A quick post-work nip out to the shops last night left me with a particularly peculiar choice to make. Whilst browsing through the whiskeys, beer and birthday cards I came upon a conundrum: what to have for tea?

It was there that some devilish thoughts appeared; kidneys would be on the menu.

Devilling foodstuffs was especially popular during the nineteenth and twentieth centuries and the practice may have gone out of fashion in recent years, but there is good reason why it is considered – in some circles at least – as a bona fide classic, with Devilled Kidneys being the crème de la crème.

Practically anything can be devilled, and the good news is that cooks don’t have to make a pact with Satan, Beelzebub or any nefarious religious figure in order to master the process: it’s a bits and pieces type concoction that can simply be whipped up in a number of minutes.

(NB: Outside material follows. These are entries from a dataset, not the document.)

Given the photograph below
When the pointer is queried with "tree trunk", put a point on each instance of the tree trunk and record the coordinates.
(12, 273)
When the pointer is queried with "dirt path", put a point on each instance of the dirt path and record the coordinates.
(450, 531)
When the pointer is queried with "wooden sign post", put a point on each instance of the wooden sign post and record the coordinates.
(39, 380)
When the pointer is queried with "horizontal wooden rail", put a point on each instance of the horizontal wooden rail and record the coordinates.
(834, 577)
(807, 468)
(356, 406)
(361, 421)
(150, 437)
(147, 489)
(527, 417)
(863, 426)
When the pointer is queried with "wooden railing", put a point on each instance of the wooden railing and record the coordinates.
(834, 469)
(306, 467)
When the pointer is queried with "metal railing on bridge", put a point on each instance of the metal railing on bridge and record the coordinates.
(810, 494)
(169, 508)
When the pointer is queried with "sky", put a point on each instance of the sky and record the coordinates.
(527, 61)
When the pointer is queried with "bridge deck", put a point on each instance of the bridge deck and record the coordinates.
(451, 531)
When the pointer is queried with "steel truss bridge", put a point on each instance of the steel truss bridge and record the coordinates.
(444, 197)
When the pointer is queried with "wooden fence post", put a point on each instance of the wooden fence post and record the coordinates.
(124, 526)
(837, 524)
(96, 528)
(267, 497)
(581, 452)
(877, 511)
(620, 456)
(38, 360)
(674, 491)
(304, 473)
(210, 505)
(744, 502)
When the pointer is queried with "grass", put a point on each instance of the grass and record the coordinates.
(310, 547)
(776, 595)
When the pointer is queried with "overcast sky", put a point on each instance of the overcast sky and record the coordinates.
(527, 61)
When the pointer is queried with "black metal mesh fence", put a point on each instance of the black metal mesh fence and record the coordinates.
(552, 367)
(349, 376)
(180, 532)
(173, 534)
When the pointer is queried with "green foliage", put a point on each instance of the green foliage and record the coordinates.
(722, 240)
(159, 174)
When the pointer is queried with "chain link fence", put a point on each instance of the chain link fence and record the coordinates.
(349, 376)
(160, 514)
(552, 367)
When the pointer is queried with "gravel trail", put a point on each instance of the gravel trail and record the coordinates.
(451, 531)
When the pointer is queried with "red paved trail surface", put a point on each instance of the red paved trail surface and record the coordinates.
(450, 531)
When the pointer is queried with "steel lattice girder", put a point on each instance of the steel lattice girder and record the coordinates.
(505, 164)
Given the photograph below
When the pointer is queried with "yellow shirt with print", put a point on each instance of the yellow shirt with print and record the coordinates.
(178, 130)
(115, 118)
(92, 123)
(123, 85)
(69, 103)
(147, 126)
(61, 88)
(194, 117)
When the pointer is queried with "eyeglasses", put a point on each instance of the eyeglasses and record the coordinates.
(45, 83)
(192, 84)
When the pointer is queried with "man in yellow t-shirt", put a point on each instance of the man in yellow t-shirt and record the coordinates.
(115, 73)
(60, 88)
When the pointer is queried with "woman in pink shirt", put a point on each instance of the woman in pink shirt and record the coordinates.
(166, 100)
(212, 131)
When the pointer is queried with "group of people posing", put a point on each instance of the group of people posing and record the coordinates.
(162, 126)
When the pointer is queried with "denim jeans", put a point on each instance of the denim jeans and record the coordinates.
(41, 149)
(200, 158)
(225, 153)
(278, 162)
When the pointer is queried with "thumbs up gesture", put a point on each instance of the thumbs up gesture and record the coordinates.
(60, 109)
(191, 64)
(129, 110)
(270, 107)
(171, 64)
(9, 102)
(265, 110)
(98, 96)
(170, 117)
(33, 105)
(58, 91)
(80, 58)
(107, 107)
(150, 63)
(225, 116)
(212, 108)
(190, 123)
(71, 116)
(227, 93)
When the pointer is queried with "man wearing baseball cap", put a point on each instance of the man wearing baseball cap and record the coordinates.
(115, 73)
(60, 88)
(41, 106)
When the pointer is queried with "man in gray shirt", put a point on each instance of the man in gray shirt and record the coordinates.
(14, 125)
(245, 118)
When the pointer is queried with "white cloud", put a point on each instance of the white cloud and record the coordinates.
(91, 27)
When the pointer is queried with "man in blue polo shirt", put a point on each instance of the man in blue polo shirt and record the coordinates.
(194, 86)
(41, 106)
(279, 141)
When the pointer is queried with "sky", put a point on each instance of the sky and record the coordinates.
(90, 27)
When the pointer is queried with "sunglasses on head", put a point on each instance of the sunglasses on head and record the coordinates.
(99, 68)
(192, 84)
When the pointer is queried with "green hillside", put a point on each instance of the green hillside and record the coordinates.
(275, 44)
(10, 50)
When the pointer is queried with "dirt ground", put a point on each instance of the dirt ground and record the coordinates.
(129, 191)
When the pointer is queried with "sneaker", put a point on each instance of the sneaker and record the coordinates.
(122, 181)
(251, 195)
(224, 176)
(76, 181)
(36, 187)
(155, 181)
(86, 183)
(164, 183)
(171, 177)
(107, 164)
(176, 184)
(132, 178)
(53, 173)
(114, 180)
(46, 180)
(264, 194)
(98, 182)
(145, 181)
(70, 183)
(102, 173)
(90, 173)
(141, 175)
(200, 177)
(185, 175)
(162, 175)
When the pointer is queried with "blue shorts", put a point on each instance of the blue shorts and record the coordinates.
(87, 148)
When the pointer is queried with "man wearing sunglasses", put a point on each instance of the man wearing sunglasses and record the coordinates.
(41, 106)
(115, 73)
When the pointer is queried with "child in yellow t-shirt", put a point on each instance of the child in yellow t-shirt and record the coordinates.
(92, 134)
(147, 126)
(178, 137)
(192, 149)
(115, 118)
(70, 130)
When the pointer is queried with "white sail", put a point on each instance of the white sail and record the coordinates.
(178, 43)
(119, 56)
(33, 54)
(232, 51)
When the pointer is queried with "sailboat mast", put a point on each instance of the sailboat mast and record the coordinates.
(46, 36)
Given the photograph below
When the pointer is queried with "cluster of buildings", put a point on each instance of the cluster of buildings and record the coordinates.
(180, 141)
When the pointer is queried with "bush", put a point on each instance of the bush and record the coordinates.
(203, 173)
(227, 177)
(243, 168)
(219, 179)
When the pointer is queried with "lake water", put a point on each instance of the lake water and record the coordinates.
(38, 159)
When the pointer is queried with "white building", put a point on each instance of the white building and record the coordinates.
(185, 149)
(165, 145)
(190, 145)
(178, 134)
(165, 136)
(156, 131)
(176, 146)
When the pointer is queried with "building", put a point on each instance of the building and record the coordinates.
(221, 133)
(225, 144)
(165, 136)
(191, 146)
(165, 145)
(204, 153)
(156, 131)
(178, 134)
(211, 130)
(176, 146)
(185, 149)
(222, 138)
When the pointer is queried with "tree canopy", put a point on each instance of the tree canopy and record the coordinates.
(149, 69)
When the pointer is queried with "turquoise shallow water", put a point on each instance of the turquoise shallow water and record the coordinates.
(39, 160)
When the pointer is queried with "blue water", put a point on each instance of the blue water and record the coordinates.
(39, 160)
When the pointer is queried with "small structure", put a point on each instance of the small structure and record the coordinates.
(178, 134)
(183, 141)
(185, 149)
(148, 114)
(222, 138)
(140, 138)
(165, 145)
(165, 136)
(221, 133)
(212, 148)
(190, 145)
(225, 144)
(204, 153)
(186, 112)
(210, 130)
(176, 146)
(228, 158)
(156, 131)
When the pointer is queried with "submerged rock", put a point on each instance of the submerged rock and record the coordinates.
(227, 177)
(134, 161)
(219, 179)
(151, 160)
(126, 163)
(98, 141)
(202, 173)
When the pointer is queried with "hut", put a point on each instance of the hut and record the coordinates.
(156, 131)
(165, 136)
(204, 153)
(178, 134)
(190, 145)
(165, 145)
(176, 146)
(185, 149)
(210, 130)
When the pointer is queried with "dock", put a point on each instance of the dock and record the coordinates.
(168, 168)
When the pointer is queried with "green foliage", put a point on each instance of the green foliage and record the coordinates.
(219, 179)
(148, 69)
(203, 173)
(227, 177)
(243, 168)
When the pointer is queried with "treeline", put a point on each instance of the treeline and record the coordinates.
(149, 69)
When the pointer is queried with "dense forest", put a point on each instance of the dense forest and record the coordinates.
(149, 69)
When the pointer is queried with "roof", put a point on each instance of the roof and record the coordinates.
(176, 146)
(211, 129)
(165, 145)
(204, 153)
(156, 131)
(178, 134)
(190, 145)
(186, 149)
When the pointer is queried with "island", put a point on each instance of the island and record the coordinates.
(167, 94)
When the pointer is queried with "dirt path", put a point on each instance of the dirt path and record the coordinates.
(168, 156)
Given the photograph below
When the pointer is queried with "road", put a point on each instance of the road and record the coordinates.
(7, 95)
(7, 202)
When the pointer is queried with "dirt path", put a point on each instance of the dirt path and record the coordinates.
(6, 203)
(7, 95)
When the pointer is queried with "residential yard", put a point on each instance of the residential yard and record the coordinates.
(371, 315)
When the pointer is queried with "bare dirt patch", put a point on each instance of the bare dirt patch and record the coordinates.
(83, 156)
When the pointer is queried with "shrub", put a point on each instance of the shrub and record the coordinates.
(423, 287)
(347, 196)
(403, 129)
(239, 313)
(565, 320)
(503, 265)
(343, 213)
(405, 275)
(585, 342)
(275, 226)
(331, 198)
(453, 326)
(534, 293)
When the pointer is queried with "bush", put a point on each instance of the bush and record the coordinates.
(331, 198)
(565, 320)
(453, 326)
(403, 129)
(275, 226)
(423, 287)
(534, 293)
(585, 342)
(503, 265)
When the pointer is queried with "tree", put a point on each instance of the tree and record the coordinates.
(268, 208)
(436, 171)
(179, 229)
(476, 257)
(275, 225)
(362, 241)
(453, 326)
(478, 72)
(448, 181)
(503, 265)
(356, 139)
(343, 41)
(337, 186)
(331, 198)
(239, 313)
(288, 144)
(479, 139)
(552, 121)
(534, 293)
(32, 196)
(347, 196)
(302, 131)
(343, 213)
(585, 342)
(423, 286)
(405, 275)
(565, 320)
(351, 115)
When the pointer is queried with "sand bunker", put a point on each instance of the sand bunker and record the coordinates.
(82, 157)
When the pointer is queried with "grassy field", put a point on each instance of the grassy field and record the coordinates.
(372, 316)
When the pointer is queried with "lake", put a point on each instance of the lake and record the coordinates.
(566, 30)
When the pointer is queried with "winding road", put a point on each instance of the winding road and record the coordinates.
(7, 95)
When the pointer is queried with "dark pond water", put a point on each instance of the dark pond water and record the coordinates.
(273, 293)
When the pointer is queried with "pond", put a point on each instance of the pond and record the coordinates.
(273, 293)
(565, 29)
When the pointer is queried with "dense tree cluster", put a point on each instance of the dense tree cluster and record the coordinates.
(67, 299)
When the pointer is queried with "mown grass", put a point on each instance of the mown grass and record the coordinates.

The dish is wonderfully versatile and be consumed at anytime of the day with anything. On toast for breakfast or with potatoes and vegetables as part of a substantial tea. It knows no bounds.

Trust me, it isn’t offal!

Devilled Kidneys

Serves 2

Ingredients

  • 4 kidneys
  • 1 ½ tsp plain flower
  • 20g butter
  • 1-2 tbsp Worcestershire sauce
  • 1-2 tbsp English mustard
  • 1 tbsp tomato puree
  • ½ medium onion, diced
  • Salt and pepper

Optional

  • Tabasco sauce
  • Parsley
  • Toast, rice or potatoes – to serve with.

Method

  • Rinse the kidneys under cold water and then pat them dry
  • Cut in half, remove the white cores and dice.
  • Mix the flour, salt and pepper together. Toss the kidneys into the seasoning.
  • Melt the butter into a large non-stick frying pan
  • Add the onions, fry until slightly golden brown.
  • Add the kidneys and cook on a high head for 2-3 minutes
  • Add the puree, mustard and sauce(s) before gently adding 200ml of boiling water – stir constantly
  • Reduce heat and simmer.
  • Leave for 15 minutes or so, or until the kidneys are tender and the sauce has thickened.
  • Garnish with parsley (optional) and serve.